Irene Regeni, the sister of the Cambridge Ph.D. student Giulio tortured and killed in Egypt while he was doing his research, protested last week in front of the prestigious Girton College of Cambridge calling on a stance from the Institute.

Giulio was found dead in Egypt on the 3rd of February, 2016, with his body tormented, after a week without information of him. The identity of the killers is still unknown.

The doubts on the investigation

He was in Cairo on behalf of the University doing a study on a thorny subject: Egyptian independent trade unions, a matter problematic for the government of the President Abd Al-Fattah Al-Sisi.

A link between the subject of the research and his death is hypothesised because it seems that a specialised commando (not common criminals) tortured and killed him.

Also, the Egyptian investigations into the death are supposed to be defective: The Italian prosecutors couldn't question a lot of witnesses, they weren't able to access phone records and the videos from the cameras located in the zone where Giulio disappeared.
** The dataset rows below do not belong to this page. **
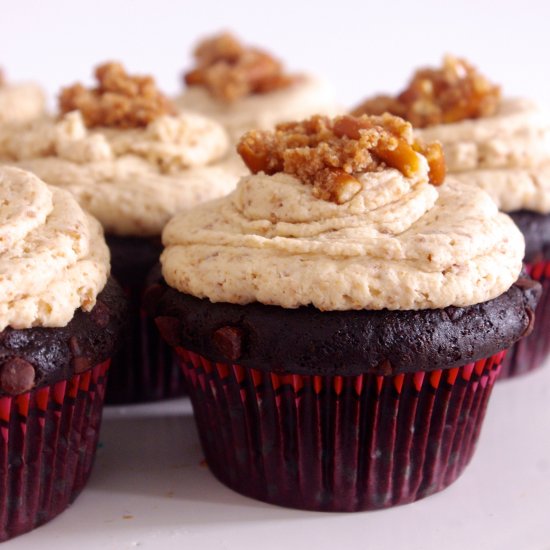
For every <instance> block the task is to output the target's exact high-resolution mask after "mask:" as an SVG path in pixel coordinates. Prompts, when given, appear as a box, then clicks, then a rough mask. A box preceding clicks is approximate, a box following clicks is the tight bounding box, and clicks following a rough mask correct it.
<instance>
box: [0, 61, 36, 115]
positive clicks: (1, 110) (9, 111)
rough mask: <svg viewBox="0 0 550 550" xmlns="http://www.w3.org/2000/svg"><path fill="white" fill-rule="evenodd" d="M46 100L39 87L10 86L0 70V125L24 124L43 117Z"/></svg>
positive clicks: (12, 84) (29, 85)
mask: <svg viewBox="0 0 550 550" xmlns="http://www.w3.org/2000/svg"><path fill="white" fill-rule="evenodd" d="M45 108H46V100H45V97H44V93H43V91H42V90H41V88H40V87H39V86H37V85H36V84H32V83H25V84H12V83H9V82H8V81H7V80H6V78H5V77H4V73H3V71H2V70H1V69H0V124H4V123H10V122H15V123H18V122H26V121H28V120H33V119H35V118H38V117H41V116H42V115H44V112H45Z"/></svg>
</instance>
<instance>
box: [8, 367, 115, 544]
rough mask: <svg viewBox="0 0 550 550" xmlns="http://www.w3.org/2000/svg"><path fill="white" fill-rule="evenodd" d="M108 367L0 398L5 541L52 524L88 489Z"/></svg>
mask: <svg viewBox="0 0 550 550" xmlns="http://www.w3.org/2000/svg"><path fill="white" fill-rule="evenodd" d="M109 363H110V360H108V361H105V362H104V363H101V364H99V365H97V366H95V367H93V368H92V369H89V370H87V371H85V372H83V373H81V374H77V375H75V376H74V377H73V378H71V379H70V380H66V381H61V382H57V383H56V384H52V385H51V386H46V387H43V388H39V389H37V390H33V391H30V392H27V393H24V394H21V395H17V396H13V397H10V396H5V397H0V491H1V495H2V499H1V503H0V541H4V540H7V539H9V538H12V537H14V536H16V535H20V534H21V533H25V532H27V531H30V530H31V529H34V528H35V527H37V526H39V525H42V524H44V523H46V522H47V521H49V520H51V519H52V518H53V517H55V516H57V515H58V514H60V513H61V512H62V511H63V510H65V508H67V506H69V504H70V503H71V502H73V501H74V499H75V498H76V497H77V496H78V494H79V493H80V491H81V490H82V488H83V487H84V485H85V484H86V481H87V480H88V476H89V475H90V471H91V469H92V464H93V460H94V455H95V451H96V447H97V442H98V437H99V428H100V425H101V412H102V407H103V400H104V396H105V384H106V378H107V371H108V368H109Z"/></svg>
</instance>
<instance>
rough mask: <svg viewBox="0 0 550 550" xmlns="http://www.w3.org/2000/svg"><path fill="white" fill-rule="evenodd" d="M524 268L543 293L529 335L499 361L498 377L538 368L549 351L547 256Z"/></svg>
mask: <svg viewBox="0 0 550 550" xmlns="http://www.w3.org/2000/svg"><path fill="white" fill-rule="evenodd" d="M525 270H526V271H527V273H528V274H529V275H530V276H531V278H532V279H535V280H536V281H539V283H540V284H541V285H542V294H541V297H540V300H539V303H538V305H537V309H536V310H535V326H534V328H533V332H532V333H531V334H530V335H529V336H526V337H525V338H522V339H521V340H519V341H518V342H516V343H515V344H514V346H512V348H511V349H510V352H509V353H508V355H507V357H506V358H505V360H504V361H503V363H502V369H501V371H500V374H499V377H498V379H499V380H503V379H506V378H512V377H515V376H520V375H522V374H526V373H528V372H531V371H533V370H535V369H538V368H539V367H541V366H542V365H543V363H544V361H545V359H546V358H547V357H548V354H549V353H550V260H541V261H539V262H535V263H526V264H525Z"/></svg>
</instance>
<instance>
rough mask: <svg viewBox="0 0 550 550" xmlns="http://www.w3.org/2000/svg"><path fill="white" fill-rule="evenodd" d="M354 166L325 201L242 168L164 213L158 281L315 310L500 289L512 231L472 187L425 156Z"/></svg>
mask: <svg viewBox="0 0 550 550" xmlns="http://www.w3.org/2000/svg"><path fill="white" fill-rule="evenodd" d="M421 160H422V169H421V170H420V171H419V173H418V174H417V175H415V176H413V177H410V178H407V177H405V176H404V175H403V174H402V173H401V172H399V171H397V170H395V169H385V170H383V171H379V172H367V173H364V174H362V175H361V176H358V178H359V180H360V181H361V184H362V189H361V190H360V191H359V193H357V195H355V196H354V197H353V198H352V199H351V200H349V201H348V202H345V203H343V204H336V203H334V202H330V201H324V200H321V199H318V198H315V196H314V195H313V190H312V187H311V186H309V185H304V184H302V183H301V182H300V181H299V180H298V179H296V178H295V177H293V176H290V175H287V174H282V173H277V174H275V175H273V176H267V175H265V174H263V173H259V174H256V175H252V176H247V177H244V178H242V179H241V180H240V182H239V185H238V187H237V189H236V190H235V191H234V192H233V193H231V194H230V195H229V196H227V197H224V198H222V199H218V200H215V201H212V202H210V203H206V204H204V205H201V206H199V207H198V208H196V209H194V210H193V211H190V212H187V213H183V214H179V215H177V216H175V217H174V218H173V219H172V220H171V221H170V222H169V223H168V224H167V226H166V228H165V230H164V232H163V242H164V245H165V247H166V248H165V250H164V252H163V254H162V257H161V262H162V270H163V275H164V278H165V280H166V282H167V283H168V284H169V285H170V286H172V287H173V288H176V289H177V290H179V291H181V292H184V293H187V294H191V295H193V296H196V297H199V298H209V299H210V300H211V301H213V302H220V301H222V302H230V303H237V304H246V303H250V302H254V301H258V302H261V303H263V304H271V305H278V306H282V307H285V308H295V307H299V306H305V305H309V304H311V305H313V306H315V307H316V308H318V309H320V310H351V309H374V310H376V309H384V308H387V309H392V310H408V309H429V308H443V307H446V306H449V305H454V306H466V305H472V304H476V303H480V302H483V301H486V300H489V299H492V298H494V297H496V296H498V295H500V294H502V293H503V292H505V291H506V290H507V289H508V288H509V287H510V286H511V285H512V284H513V283H514V282H515V281H516V279H517V277H518V275H519V273H520V271H521V264H522V262H521V260H522V257H523V252H524V242H523V237H522V235H521V233H520V232H519V230H518V229H517V228H516V226H515V225H514V223H513V222H512V221H511V219H510V218H509V217H508V216H506V215H505V214H502V213H499V212H498V210H497V207H496V205H495V203H494V202H493V201H492V200H491V198H490V197H489V196H488V195H487V194H486V193H485V192H484V191H482V190H480V189H478V188H476V187H473V186H472V187H470V186H466V185H463V184H460V183H457V182H456V181H453V180H452V179H449V180H448V181H447V183H445V184H444V185H443V186H441V187H437V188H436V187H434V186H433V185H430V184H429V183H428V166H427V163H426V160H425V158H424V157H421Z"/></svg>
The Egyptian investigators refused to give them to Italian authorities, saying it would be a violation of the constitution.

The role of Noura Wahbi

Analysing the calls available, the role of the Egyptian friend of Giulio (and colleague in Cambridge), Noura Wahbi, is not very clear.

According to the Italian weekly publication "L'Espresso", she helped him to find a house but she called a person a few times who spoke with the intelligence. In fact, after some red herrings, it was discovered that secret services followed Giulio for some days before his disappearance.

Apparently, they thought he was related to MI6.

The conjecture is false. Giulio was there working for a British University, so the United Kingdom could play an important part by asking for more openness. On the 20th of September, 2016, the British ambassador in Italy announced that the government of Theresa May would do everything is possible to help the authorities.

Claim for transparency

At the moment there is not enough transparency. In the United Kingdom, the transparency of intelligence is a pressing issue: the British secret services could be forced to disclose their activities as they are facing legal action in a case taken by the groups "Reprieve" and "Privacy International". A year ago the EU Parliament, said it was closely watching Egypt’s work on the case.